Vieles weiß sie nur, weil andere ihr davon berichtet haben und weil sie nach Jahrzehnten endlich die Zeitungsartikel aus dem Jahr 1966 lesen kann.
1966 aber kann sie keine Zeitungen lesen, obwohl sie noch in Deutschland ist. Zeitungen sind des Teufels. Zusammen mit ihrer Schwester Hilde arbeitet sie in den Geschäften der Schaak und Kuhn OHG. Die anderen Geschwister sind schon seit Jahren in Chile. Da sagt man ihr, dass sie ihren Vater im Gefängnis besuchen soll. Bevor Gudrun sich noch von dem ersten Schock erholt hat, folgt schon ein zweiter Auftrag: Die Schwestern sollen erreichen, dass die kleine Hedi, die Einzige, die noch bei Mama in Graz lebt, dieser auch entzogen wird. Der Antrag auf Sorgerechtsentzug ist mit den Namen von Hilde und Gudrun Wagner unterschrieben. Es bleibt bis heute unklar, ob die Schwestern tatsächlich unterschrieben haben. Manche der Unterschriften auf Dokumenten der Colonia Dignidad wurden gefälscht.
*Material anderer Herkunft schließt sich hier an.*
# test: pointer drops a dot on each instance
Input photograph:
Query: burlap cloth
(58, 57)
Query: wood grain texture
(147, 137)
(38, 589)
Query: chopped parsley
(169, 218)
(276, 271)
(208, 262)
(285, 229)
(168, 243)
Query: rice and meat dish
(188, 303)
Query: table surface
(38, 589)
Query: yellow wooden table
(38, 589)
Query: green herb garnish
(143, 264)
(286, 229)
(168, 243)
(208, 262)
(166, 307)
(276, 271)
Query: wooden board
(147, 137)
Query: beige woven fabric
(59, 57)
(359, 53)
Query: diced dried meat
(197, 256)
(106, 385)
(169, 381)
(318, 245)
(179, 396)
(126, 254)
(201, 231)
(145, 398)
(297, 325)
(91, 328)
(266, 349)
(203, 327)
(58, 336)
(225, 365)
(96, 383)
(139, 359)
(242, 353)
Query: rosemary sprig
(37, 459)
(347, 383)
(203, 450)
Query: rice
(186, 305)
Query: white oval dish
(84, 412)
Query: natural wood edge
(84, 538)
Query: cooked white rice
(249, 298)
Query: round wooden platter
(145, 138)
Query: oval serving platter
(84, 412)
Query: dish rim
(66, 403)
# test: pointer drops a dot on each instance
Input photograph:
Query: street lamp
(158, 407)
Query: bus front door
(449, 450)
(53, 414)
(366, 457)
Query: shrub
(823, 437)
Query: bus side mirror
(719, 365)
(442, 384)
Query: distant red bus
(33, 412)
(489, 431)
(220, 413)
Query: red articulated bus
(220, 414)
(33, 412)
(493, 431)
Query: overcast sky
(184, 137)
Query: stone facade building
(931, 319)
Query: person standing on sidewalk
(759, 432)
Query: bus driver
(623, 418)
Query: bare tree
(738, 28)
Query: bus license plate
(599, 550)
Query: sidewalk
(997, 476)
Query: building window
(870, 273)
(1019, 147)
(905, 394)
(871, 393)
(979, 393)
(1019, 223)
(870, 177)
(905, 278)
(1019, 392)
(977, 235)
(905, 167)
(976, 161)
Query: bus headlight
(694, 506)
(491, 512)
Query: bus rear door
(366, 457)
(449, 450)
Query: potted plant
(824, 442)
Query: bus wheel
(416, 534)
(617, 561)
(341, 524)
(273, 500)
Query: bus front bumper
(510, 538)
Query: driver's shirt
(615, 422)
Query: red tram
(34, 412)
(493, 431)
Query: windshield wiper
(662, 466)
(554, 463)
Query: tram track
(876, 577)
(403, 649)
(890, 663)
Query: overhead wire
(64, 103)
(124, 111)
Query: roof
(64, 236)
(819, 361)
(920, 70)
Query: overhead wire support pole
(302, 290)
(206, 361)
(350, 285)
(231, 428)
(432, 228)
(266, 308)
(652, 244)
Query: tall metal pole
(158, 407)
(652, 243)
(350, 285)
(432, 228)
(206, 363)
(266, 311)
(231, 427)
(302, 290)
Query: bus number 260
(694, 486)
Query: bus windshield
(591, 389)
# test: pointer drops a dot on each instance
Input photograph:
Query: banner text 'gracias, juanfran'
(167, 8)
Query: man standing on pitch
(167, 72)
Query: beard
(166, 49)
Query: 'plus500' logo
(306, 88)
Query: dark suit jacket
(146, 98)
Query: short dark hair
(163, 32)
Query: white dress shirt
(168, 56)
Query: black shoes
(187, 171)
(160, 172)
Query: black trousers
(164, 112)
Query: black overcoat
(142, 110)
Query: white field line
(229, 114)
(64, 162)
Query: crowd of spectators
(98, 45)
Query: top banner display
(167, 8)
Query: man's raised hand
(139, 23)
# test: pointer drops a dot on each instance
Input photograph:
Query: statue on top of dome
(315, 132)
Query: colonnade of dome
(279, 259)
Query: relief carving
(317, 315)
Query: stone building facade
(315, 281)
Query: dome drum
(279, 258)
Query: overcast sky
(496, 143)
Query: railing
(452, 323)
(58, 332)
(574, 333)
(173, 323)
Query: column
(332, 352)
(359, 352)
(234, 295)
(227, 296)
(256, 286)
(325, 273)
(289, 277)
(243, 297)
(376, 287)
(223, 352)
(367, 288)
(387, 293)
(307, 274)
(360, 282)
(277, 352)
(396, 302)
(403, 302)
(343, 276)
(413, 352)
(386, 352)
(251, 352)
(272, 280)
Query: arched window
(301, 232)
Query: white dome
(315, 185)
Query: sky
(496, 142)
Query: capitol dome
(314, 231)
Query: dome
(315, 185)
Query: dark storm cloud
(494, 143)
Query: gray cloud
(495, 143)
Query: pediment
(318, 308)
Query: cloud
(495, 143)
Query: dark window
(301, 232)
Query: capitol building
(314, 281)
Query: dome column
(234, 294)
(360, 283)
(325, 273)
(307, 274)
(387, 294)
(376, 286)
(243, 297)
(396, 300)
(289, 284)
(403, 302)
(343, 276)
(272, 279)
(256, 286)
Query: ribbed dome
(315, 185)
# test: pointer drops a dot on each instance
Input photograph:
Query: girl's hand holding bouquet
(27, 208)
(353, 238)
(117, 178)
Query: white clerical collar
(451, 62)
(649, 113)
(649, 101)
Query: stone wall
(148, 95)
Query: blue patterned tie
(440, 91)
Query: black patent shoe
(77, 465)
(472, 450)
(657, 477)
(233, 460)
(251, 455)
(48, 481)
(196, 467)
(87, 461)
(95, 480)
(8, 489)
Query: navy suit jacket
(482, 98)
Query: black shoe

»Warum sollte das Sorgerecht entzogen werden? Ich weiß es bis heute nicht«, sagt Gudrun noch 2011.
Die Tour von Siegburg nach Graz ist ein Horrortrip. Hugo Baar am Steuer, Dorothea als Beifahrerin. Die Schwestern auf dem Rücksitz. Gudrun wird überschüttet mit Vorwürfen und Beschimpfungen. Tausend Kilometer, zehn Stunden Fahrt und keinen Moment Ruhe. Wenn sie widerspricht oder nicht antwortet, wird sie geohrfeigt.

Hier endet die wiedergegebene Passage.